なぜ日本人は「批判」「批評」ではなく、「攻撃」「人格否定」になるのか。演出家・鴻上尚史さんと脳科学者・中野信子さんが、現代社会特有の“息苦しさ”から抜け出すためのトレーニング方法を語った新著『同調圧力のトリセツ』より特別公開する──。
※本稿は、鴻上尚史・中野信子『同調圧力のトリセツ』(小学館新書)の一部を再編集したものです。
共感能力がないほうが「論破」向き
【鴻上】今は共感能力があるほうが生きる上で大切だと思われていますが、一方で、共感能力がない人は、「論破王」と言われることもあります。確かに共感能力がない人のほうが一文で相手に対して、勝利宣言はできますよね。
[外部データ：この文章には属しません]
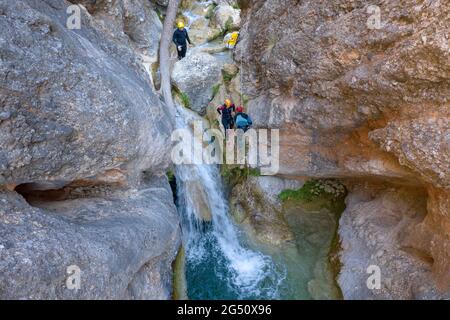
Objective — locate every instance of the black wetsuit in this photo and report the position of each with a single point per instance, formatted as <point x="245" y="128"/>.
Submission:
<point x="227" y="117"/>
<point x="180" y="36"/>
<point x="246" y="117"/>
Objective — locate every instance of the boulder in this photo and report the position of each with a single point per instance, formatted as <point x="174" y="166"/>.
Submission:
<point x="195" y="76"/>
<point x="375" y="231"/>
<point x="226" y="17"/>
<point x="80" y="124"/>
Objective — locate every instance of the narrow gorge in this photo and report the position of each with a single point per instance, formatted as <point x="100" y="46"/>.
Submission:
<point x="90" y="116"/>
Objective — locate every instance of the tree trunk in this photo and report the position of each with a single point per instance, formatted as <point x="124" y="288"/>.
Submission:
<point x="164" y="54"/>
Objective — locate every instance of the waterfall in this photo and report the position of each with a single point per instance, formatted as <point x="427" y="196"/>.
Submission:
<point x="224" y="267"/>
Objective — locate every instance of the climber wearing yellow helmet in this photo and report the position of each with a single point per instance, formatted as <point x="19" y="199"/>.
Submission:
<point x="231" y="40"/>
<point x="226" y="111"/>
<point x="180" y="36"/>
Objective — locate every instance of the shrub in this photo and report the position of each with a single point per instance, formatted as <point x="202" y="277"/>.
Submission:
<point x="314" y="189"/>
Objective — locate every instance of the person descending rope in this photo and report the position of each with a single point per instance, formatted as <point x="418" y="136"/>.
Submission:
<point x="242" y="120"/>
<point x="179" y="38"/>
<point x="227" y="110"/>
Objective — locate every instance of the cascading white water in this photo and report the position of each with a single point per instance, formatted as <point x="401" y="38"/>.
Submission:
<point x="216" y="246"/>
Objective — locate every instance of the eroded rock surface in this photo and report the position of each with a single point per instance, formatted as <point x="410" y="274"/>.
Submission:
<point x="80" y="123"/>
<point x="360" y="102"/>
<point x="195" y="76"/>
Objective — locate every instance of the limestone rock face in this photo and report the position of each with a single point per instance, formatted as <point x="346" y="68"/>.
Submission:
<point x="79" y="126"/>
<point x="255" y="205"/>
<point x="359" y="99"/>
<point x="375" y="232"/>
<point x="226" y="14"/>
<point x="79" y="102"/>
<point x="195" y="76"/>
<point x="330" y="79"/>
<point x="123" y="242"/>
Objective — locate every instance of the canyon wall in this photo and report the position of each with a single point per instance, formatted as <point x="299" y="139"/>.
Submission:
<point x="83" y="154"/>
<point x="366" y="101"/>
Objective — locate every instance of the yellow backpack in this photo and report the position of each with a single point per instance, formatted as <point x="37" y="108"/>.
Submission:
<point x="231" y="39"/>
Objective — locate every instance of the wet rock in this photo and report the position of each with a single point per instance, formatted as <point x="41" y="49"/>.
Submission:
<point x="199" y="200"/>
<point x="226" y="17"/>
<point x="83" y="124"/>
<point x="123" y="245"/>
<point x="195" y="76"/>
<point x="360" y="102"/>
<point x="374" y="231"/>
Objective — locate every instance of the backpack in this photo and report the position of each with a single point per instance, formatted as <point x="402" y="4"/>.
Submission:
<point x="241" y="121"/>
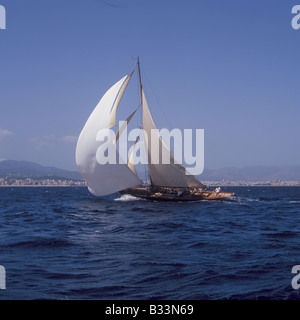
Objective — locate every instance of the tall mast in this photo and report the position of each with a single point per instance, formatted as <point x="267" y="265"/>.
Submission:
<point x="141" y="94"/>
<point x="140" y="79"/>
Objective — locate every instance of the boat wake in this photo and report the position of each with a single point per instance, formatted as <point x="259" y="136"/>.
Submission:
<point x="127" y="197"/>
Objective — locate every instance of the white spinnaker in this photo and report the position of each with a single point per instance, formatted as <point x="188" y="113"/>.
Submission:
<point x="108" y="178"/>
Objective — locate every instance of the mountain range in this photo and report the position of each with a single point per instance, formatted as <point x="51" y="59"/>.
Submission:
<point x="12" y="168"/>
<point x="25" y="169"/>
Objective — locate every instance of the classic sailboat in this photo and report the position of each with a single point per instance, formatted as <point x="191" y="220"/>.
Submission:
<point x="168" y="182"/>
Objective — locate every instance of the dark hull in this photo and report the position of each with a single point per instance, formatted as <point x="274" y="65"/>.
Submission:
<point x="142" y="192"/>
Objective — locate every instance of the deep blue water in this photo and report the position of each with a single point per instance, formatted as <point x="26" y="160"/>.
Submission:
<point x="63" y="243"/>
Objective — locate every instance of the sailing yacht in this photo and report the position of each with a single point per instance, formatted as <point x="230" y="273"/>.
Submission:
<point x="168" y="181"/>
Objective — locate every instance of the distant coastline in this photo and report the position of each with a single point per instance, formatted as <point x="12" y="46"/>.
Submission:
<point x="30" y="182"/>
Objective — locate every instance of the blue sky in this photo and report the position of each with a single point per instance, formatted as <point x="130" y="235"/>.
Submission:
<point x="228" y="67"/>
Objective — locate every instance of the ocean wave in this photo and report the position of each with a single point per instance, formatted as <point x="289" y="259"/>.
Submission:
<point x="127" y="197"/>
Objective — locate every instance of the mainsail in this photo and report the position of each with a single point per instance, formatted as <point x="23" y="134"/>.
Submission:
<point x="108" y="178"/>
<point x="167" y="175"/>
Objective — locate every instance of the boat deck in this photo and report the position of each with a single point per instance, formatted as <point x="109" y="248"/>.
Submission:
<point x="175" y="194"/>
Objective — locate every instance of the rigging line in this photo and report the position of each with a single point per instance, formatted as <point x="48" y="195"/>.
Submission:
<point x="157" y="100"/>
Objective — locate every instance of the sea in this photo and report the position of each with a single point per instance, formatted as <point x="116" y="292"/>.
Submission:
<point x="61" y="243"/>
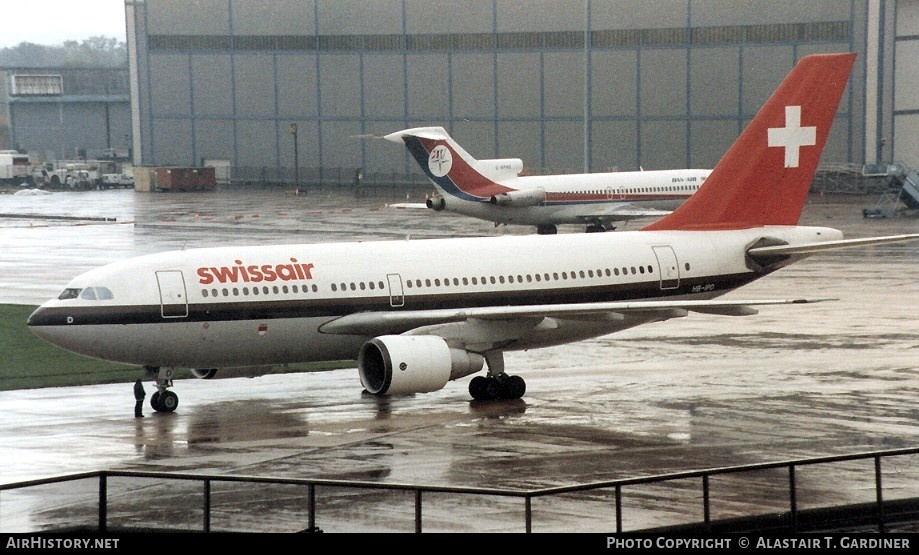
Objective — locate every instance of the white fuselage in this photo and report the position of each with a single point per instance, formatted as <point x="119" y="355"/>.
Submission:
<point x="261" y="305"/>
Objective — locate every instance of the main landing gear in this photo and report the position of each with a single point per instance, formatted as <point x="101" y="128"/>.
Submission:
<point x="162" y="399"/>
<point x="497" y="385"/>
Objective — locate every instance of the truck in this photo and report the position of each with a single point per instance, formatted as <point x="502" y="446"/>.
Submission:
<point x="15" y="167"/>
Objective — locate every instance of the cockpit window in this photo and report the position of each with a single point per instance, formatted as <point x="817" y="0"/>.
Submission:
<point x="97" y="293"/>
<point x="104" y="294"/>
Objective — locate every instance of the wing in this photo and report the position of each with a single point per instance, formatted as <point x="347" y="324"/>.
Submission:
<point x="409" y="205"/>
<point x="484" y="328"/>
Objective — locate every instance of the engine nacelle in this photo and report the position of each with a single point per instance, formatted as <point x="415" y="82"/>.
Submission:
<point x="204" y="373"/>
<point x="401" y="364"/>
<point x="502" y="168"/>
<point x="529" y="197"/>
<point x="436" y="203"/>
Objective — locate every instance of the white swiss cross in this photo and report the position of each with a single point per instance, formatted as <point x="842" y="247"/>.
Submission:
<point x="792" y="136"/>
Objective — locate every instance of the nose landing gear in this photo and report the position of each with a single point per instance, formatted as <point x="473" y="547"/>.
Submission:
<point x="163" y="400"/>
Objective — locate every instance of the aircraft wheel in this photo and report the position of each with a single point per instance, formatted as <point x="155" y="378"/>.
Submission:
<point x="155" y="401"/>
<point x="477" y="388"/>
<point x="514" y="387"/>
<point x="168" y="401"/>
<point x="493" y="389"/>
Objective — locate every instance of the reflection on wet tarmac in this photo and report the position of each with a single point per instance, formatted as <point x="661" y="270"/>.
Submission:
<point x="698" y="392"/>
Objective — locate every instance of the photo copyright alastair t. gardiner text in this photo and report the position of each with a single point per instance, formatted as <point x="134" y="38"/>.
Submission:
<point x="755" y="542"/>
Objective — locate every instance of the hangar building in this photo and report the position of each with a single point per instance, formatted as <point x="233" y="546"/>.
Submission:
<point x="565" y="85"/>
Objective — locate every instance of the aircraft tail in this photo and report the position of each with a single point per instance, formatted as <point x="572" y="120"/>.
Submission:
<point x="765" y="177"/>
<point x="453" y="169"/>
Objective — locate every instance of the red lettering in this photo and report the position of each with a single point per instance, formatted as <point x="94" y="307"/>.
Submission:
<point x="255" y="273"/>
<point x="205" y="276"/>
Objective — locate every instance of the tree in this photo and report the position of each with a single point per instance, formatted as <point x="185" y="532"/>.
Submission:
<point x="98" y="51"/>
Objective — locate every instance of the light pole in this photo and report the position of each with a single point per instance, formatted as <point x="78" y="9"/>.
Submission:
<point x="293" y="131"/>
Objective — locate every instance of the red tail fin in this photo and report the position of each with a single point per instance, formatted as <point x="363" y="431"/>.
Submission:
<point x="765" y="176"/>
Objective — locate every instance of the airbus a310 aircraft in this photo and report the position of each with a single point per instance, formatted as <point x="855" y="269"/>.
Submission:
<point x="416" y="314"/>
<point x="493" y="190"/>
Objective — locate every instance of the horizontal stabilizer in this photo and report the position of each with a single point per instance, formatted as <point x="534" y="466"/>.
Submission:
<point x="813" y="248"/>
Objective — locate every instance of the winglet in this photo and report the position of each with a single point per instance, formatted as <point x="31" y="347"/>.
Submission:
<point x="765" y="176"/>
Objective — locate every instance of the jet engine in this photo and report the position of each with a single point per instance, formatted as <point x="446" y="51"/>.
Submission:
<point x="531" y="197"/>
<point x="401" y="364"/>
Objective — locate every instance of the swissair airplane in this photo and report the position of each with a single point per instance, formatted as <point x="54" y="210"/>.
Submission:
<point x="493" y="190"/>
<point x="416" y="314"/>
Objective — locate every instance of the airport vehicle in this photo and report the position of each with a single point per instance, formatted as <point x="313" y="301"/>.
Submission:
<point x="494" y="190"/>
<point x="416" y="314"/>
<point x="15" y="167"/>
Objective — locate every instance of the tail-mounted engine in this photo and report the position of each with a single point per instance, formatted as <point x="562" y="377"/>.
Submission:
<point x="402" y="364"/>
<point x="530" y="197"/>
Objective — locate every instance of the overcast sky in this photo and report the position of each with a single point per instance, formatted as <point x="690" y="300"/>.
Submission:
<point x="52" y="22"/>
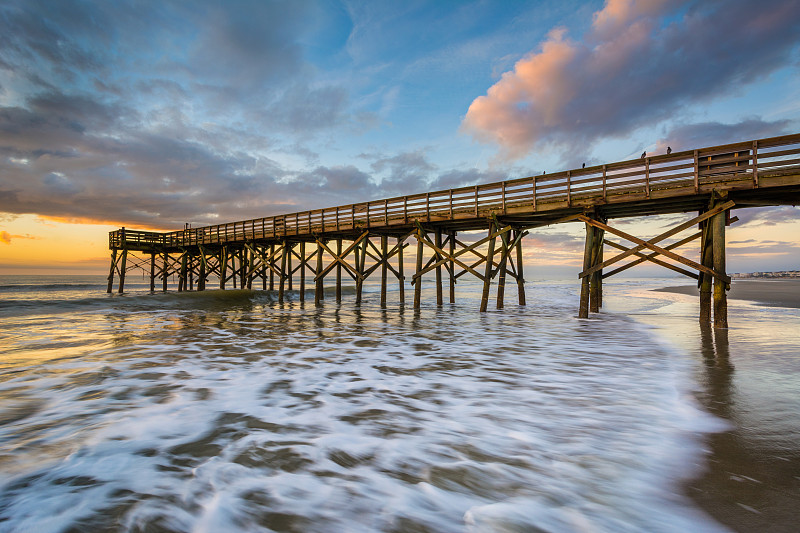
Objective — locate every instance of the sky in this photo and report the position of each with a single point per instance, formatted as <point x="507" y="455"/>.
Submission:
<point x="154" y="114"/>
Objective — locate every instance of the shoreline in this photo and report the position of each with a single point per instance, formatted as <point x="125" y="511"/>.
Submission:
<point x="772" y="293"/>
<point x="749" y="482"/>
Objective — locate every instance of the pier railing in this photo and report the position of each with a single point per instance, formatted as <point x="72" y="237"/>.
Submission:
<point x="738" y="165"/>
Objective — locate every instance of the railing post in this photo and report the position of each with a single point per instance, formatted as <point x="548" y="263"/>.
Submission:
<point x="755" y="164"/>
<point x="569" y="188"/>
<point x="428" y="206"/>
<point x="451" y="204"/>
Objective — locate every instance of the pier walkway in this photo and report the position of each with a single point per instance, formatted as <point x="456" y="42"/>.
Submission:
<point x="312" y="245"/>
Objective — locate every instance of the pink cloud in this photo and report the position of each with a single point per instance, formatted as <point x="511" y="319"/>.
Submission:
<point x="5" y="237"/>
<point x="640" y="62"/>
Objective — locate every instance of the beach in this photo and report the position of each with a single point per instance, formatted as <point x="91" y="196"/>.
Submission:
<point x="230" y="411"/>
<point x="775" y="292"/>
<point x="750" y="377"/>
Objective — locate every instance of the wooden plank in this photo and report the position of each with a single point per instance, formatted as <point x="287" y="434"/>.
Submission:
<point x="487" y="278"/>
<point x="652" y="257"/>
<point x="648" y="244"/>
<point x="658" y="238"/>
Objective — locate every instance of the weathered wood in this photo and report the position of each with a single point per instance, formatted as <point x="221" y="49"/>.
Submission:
<point x="201" y="279"/>
<point x="360" y="260"/>
<point x="501" y="278"/>
<point x="487" y="278"/>
<point x="165" y="272"/>
<point x="319" y="277"/>
<point x="583" y="309"/>
<point x="451" y="265"/>
<point x="595" y="279"/>
<point x="223" y="268"/>
<point x="111" y="270"/>
<point x="338" y="271"/>
<point x="417" y="280"/>
<point x="704" y="280"/>
<point x="401" y="277"/>
<point x="648" y="244"/>
<point x="652" y="258"/>
<point x="281" y="286"/>
<point x="303" y="265"/>
<point x="720" y="285"/>
<point x="439" y="297"/>
<point x="520" y="272"/>
<point x="384" y="268"/>
<point x="122" y="269"/>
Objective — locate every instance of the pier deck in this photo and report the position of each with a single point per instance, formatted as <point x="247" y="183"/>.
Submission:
<point x="710" y="181"/>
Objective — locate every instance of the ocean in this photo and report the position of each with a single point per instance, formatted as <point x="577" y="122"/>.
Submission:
<point x="227" y="411"/>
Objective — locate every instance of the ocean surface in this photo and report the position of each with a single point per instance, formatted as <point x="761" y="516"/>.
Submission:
<point x="228" y="411"/>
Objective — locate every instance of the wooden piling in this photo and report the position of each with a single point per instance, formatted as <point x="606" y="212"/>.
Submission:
<point x="303" y="263"/>
<point x="318" y="288"/>
<point x="583" y="310"/>
<point x="595" y="280"/>
<point x="338" y="271"/>
<point x="123" y="267"/>
<point x="401" y="280"/>
<point x="502" y="269"/>
<point x="223" y="266"/>
<point x="272" y="267"/>
<point x="111" y="270"/>
<point x="384" y="268"/>
<point x="418" y="281"/>
<point x="360" y="259"/>
<point x="720" y="286"/>
<point x="289" y="276"/>
<point x="282" y="274"/>
<point x="487" y="279"/>
<point x="439" y="296"/>
<point x="705" y="281"/>
<point x="152" y="272"/>
<point x="201" y="280"/>
<point x="452" y="269"/>
<point x="165" y="272"/>
<point x="520" y="275"/>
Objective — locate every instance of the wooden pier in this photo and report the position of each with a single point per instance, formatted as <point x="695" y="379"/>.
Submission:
<point x="359" y="240"/>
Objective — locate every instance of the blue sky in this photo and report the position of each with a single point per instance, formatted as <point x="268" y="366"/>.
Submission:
<point x="152" y="114"/>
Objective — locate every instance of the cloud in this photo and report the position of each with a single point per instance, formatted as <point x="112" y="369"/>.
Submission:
<point x="639" y="62"/>
<point x="689" y="136"/>
<point x="5" y="237"/>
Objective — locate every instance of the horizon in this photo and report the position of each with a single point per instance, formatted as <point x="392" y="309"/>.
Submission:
<point x="151" y="116"/>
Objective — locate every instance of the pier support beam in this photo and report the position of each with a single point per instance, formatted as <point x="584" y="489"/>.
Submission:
<point x="111" y="270"/>
<point x="721" y="286"/>
<point x="583" y="309"/>
<point x="518" y="234"/>
<point x="152" y="272"/>
<point x="487" y="277"/>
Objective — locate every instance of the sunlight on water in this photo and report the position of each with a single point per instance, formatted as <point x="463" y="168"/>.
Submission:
<point x="230" y="412"/>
【中野】海外の元首までなさった人に失礼かもしれませんけど、論破王的なトランプ元大統領も一定の支持がありましたね。
【鴻上】論破というのは、相手とのコミュニケーションを切断することだとようやく気づいてきた人が増えてきたからいいですが、一時期はそれが目標みたいになっていました。
「100対0」より「51対49」の勝利のほうがコスパがいい
【中野】論破することは、気持ちがいいことではあるんでしょうね。でも本当に有利な交渉とは100対0で勝つことではなくて、51対49で辛くも勝って相手に花を持たせつつ、恨みを残さないことです。
49も抱えるというのは、けっこう負担もあって大変ですが、一番仕事を進めていく上ではコスパがいいんです。そういうことをやっていくのが私たちの知性でもあります。
けれど、49も抱えることに疲れた人が、100対0をやりたがるようにも思いますし、100対0をやって論破している人をエンタメ的に消費して見たがる気持ちもわかります。ただ、その論破している人達も実際には「本当は論破をすることはそんなに得ではない」と言っていますね。